Bu ciddi manada uzun bir soru. Üzerinde uzun uzun konuşulması gereken bir şey. Bir, başta özendirme durumu vardır. Niye özendirme? Hollywood başlı başına bir sektör. Bu sektörün bir hedefi var. Hiçbir şey yapmasa bile kendi medeniyetini müthiş derecede müspet gösterme durumu var. Bu noktada Türkiye’de televizyonla alakalı geçmişe baktığımızda ne görüyoruz? Belki Türkiye televizyon tarihini en çok etkileyen dizilerden bir tanesi Dallas’tır. Bu Seksenler dizisinde de sürekli veriliyor o insanların Dallas’ı nasıl beklediği, nasıl seyrettiği… Şimdi Dallas’a baktığınızda müthiş bir fon müziğiyle beraber yüksek gökdelenlerden başlar Dallas filmi. Bu yüksek gökdelenlerin ardından uçsuz bucaksız enginlerdeki büyük iş makinalarıyla yapılan tarım faaliyetlerini anlatır. Normalde bir insanın, vasat yaşayan bir insanın bu binaları gördüğünde etkilenmemesi imkansız.

Siz her filmde Las Vegas’ın o ışıklı gazinolarını, müthiş tren ve metro ağlarını, herkese bir ‘Amerikan rüyası’nı, bir ‘Batı rüyasını’ verdiğinizde elbette bir insanın oralara gidip görme isteği fazlalaşır, o hayatı yaşama isteği de fazlalaşır.

Şimdi sen adama bu dizlerle beraber bir ‘rüya’ satıyorsun, sattığın rüyada herkesin çok rahat bir şekilde yükselebileceği, herkesin müthiş derece de zengin olabileceği, her türlü imkana kavuşabileceği bir hayat “bende” diyorsun. Bu “bende” dediğin hayat herkes için caziptir. Ve karşılığında senin burada daha çok çalışıp, daha fazla emek sarf edip daha az imkana sahip olma durumun var. Sana gösterilen şey bu. Böyle bir durum karşılığında insanların bol imkanı olan, bol özgürlüğü olan çok daha kolay köşe dönebileceği yerlere gitme isteği son derece normal bir durum. Ki şu an ki televizyonda Yetenek Sizsiniz’den Pop Star’lara kadar adam sana az zamanda daha kolay yoldan şöhretin yolunu açıyor. Ciddi meblağlar da veriyor. Ciddi meblağlara kavuşamasan bile X, Y, Z firmalar seni ajanslarına alabilir, sana dizi teklifi yapabilirler.

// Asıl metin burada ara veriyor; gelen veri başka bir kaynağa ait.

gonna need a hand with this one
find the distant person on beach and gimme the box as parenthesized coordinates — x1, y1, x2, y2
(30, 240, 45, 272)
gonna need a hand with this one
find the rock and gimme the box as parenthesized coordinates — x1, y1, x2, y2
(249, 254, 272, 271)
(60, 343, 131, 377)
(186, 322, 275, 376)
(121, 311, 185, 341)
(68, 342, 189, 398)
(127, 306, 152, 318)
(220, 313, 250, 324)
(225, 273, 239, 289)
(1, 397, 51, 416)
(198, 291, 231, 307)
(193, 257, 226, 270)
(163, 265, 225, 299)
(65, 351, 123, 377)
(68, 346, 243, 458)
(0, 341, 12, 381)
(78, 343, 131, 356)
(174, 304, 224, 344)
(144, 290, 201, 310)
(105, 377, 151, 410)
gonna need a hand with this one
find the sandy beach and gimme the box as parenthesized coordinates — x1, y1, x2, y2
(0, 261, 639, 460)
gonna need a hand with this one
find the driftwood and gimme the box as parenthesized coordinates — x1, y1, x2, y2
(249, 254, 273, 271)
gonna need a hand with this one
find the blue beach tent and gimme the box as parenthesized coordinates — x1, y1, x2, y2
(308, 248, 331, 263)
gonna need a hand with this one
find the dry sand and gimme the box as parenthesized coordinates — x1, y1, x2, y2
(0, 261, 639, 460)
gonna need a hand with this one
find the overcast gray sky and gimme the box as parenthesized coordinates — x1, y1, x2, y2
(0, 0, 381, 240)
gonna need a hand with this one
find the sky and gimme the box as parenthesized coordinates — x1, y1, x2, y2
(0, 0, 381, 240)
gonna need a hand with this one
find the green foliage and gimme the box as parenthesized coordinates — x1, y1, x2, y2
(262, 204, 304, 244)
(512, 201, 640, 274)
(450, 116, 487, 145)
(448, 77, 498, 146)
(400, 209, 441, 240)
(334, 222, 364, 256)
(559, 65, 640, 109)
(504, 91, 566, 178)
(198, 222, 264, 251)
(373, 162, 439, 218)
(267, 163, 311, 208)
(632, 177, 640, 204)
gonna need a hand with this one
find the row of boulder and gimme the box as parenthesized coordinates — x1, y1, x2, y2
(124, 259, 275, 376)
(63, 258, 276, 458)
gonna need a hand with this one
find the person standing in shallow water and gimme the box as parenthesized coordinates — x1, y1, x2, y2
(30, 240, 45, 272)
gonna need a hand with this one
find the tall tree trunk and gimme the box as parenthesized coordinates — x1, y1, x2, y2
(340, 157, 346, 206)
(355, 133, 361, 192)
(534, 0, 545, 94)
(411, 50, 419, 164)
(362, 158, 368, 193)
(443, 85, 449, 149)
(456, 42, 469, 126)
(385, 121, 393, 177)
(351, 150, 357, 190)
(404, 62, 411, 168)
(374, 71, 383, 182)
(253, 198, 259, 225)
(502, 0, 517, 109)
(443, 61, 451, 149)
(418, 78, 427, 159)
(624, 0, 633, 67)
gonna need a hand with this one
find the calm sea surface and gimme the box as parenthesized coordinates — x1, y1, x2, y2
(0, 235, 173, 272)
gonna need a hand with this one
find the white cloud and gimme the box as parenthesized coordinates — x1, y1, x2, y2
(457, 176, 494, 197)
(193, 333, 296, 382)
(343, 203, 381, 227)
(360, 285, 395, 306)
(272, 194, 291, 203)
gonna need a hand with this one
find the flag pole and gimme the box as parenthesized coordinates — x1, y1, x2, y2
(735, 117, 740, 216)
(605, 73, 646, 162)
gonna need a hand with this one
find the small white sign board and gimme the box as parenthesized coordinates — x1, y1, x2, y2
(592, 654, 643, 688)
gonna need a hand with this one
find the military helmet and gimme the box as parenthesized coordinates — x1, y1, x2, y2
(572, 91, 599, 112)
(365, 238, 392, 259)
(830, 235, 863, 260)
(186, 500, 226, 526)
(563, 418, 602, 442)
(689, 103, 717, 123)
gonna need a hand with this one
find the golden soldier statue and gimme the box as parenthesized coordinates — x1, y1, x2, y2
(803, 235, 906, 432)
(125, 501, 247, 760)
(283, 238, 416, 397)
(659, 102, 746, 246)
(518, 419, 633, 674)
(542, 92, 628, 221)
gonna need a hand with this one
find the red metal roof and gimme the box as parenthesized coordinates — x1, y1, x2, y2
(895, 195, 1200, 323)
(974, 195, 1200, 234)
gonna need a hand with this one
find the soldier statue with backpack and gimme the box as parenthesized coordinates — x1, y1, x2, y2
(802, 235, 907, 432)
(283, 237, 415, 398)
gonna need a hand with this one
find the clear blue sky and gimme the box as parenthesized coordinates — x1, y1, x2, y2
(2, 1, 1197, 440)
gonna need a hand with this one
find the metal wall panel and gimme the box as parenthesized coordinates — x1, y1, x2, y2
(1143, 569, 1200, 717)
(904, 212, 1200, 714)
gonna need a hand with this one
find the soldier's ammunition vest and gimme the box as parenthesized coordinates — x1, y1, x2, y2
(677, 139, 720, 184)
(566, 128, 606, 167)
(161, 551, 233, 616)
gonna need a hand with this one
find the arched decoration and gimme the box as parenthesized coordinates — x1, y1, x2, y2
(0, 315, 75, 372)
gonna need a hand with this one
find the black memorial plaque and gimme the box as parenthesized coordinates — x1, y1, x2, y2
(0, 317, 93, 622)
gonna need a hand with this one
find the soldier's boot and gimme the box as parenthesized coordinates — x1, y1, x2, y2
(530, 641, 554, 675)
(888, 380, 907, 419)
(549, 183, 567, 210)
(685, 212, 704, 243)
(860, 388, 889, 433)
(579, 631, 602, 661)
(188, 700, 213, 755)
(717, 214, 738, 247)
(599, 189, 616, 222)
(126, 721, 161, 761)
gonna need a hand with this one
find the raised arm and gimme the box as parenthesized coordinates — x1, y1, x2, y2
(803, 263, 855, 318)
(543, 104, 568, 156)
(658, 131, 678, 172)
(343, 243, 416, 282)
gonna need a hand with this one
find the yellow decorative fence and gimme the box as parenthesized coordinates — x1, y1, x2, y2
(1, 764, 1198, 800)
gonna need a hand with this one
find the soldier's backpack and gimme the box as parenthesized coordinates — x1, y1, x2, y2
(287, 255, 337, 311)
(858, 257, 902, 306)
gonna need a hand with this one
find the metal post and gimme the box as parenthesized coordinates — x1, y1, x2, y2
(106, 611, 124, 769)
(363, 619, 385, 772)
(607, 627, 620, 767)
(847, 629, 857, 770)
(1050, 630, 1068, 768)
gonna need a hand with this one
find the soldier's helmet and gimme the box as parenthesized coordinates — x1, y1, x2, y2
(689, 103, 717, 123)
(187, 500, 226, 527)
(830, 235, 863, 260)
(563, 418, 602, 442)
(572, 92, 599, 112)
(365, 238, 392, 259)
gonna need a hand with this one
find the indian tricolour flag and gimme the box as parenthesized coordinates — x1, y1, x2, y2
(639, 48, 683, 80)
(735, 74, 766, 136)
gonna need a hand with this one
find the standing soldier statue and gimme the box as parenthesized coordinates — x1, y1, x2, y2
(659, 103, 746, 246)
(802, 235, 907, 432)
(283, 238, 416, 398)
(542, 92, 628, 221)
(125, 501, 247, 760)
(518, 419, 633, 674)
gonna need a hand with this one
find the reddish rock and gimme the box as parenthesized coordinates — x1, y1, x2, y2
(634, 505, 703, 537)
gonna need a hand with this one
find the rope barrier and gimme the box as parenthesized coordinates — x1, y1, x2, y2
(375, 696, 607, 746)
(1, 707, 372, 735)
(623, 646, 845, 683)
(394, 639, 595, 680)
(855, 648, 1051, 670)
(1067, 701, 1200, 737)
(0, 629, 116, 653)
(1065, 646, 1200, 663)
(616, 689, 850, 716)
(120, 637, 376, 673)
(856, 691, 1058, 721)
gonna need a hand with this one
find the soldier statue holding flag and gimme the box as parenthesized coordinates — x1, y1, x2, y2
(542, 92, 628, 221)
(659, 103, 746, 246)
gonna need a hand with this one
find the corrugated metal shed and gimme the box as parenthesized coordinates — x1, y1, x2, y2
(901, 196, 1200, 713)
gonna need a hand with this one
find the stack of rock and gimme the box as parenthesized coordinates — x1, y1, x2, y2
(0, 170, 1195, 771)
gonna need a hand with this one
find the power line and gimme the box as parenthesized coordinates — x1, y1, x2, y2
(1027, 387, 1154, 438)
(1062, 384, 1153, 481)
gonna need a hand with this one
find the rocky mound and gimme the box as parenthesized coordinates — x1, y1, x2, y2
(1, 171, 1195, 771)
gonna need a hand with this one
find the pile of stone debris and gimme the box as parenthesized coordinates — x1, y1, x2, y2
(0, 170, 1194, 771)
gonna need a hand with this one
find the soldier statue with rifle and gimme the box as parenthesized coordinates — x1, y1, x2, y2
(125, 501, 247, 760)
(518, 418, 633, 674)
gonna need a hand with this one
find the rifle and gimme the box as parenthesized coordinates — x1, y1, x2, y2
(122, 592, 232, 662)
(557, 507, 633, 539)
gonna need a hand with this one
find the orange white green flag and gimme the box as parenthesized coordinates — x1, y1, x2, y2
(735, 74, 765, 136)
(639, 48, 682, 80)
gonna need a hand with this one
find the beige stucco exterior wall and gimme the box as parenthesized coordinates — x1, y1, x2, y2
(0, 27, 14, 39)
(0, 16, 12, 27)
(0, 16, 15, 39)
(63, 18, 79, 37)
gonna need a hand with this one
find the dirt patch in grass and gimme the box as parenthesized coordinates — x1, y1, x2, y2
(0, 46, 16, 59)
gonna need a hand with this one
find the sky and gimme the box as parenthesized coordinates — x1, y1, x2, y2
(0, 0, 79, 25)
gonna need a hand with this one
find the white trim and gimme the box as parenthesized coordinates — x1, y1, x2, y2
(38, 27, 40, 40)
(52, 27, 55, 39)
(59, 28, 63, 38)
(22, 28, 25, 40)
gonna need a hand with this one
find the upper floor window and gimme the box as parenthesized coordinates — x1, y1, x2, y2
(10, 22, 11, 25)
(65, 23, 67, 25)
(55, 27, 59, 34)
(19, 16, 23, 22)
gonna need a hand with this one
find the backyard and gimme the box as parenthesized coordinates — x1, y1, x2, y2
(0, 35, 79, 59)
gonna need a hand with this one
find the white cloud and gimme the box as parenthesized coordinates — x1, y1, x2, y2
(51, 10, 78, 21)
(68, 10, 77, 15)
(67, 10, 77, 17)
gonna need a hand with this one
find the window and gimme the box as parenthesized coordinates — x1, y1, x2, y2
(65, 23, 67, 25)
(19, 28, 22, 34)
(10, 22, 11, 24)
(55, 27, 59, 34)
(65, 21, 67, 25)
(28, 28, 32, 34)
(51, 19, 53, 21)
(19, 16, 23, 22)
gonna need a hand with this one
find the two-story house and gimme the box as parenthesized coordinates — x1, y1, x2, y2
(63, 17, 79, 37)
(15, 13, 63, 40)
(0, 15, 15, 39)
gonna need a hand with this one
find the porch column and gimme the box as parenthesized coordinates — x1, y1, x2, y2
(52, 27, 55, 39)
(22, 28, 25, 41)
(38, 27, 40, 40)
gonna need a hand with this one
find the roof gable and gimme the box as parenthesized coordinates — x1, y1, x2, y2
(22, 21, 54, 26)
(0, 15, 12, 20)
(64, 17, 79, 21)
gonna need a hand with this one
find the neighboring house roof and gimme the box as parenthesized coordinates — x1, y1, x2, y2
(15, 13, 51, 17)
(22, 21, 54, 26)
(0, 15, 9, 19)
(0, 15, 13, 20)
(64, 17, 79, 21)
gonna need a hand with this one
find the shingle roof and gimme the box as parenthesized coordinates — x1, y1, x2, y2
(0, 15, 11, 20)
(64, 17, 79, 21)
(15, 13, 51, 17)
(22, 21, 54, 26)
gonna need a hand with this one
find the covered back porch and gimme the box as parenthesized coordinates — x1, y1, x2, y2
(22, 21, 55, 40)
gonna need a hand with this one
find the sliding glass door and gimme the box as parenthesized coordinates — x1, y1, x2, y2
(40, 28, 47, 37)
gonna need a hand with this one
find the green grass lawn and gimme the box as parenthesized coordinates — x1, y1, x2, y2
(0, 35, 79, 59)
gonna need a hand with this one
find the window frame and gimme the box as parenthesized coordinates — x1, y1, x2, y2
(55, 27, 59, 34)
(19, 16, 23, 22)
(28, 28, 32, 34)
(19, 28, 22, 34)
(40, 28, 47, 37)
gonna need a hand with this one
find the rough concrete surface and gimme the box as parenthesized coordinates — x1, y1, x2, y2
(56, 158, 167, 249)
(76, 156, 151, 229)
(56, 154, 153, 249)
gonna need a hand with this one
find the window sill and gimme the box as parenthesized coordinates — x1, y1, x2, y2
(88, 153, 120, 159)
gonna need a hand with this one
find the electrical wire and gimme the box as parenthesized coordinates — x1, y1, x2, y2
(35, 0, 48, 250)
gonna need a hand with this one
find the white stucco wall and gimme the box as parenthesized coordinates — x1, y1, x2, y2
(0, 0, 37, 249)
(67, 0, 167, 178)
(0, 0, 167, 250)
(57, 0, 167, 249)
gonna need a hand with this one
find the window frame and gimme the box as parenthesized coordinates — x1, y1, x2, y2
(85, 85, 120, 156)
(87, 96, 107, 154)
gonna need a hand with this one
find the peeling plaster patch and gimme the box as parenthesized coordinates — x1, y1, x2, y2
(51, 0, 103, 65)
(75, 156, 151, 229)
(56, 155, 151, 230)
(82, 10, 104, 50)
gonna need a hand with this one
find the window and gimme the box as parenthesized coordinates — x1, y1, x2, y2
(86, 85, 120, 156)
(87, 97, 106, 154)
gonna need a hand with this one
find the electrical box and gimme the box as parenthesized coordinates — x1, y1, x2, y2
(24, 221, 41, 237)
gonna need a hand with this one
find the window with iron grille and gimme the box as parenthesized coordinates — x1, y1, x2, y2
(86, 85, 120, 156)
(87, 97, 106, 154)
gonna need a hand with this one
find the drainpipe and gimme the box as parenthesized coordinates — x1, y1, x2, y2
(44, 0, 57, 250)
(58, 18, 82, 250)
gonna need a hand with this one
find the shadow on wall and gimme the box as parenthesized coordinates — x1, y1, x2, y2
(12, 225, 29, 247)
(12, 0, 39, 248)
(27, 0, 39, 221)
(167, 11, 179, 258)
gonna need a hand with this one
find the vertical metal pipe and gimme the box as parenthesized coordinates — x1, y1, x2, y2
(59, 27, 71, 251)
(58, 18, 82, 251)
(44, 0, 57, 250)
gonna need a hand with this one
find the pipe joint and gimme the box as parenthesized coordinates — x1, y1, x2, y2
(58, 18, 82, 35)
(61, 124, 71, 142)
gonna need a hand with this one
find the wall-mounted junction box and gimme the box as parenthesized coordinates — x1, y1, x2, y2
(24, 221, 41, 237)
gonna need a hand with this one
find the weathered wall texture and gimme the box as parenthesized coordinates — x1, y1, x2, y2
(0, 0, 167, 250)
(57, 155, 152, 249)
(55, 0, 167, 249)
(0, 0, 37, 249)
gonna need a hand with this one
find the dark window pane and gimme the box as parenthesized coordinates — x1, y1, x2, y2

Bir gencin kendini sunabilme imkanı var.

Şimdi bir genç için kolay bir durum bu. Diğer taraftan üniversite okuyacak, dil öğrenecek, asgari ücretten 3 bin liraya kadarki bir maaş diliminde hayata talip olacak. Diğer taraftan şöhret olabilirsin. Neyle? Bir yeteneğini geliştirmekle. Neyle? Sesini iyi pazarlamakla. Neyle? Şunla, bunla… Şimdi, kolay yoldan para kazanabilme imkanı varsa adam niye bunu seçmesin. Ve bu özendiriliyor sürekli. Bu hem dizilerle özendiriliyor hem Batı tarzı filmlerle özendiriliyor hem de bu yarışmalarla özendiriliyor. Bunların hepsi bir çarkın parçaları. Sürekli 7/24 bir gence bu adapte edilirse, bu sunulursa adam ya bu topraklarda kısa yoldan köşe dönmeyi hedefler ya da bunu kolay yoldan yapabileceği yerleri hedefler. 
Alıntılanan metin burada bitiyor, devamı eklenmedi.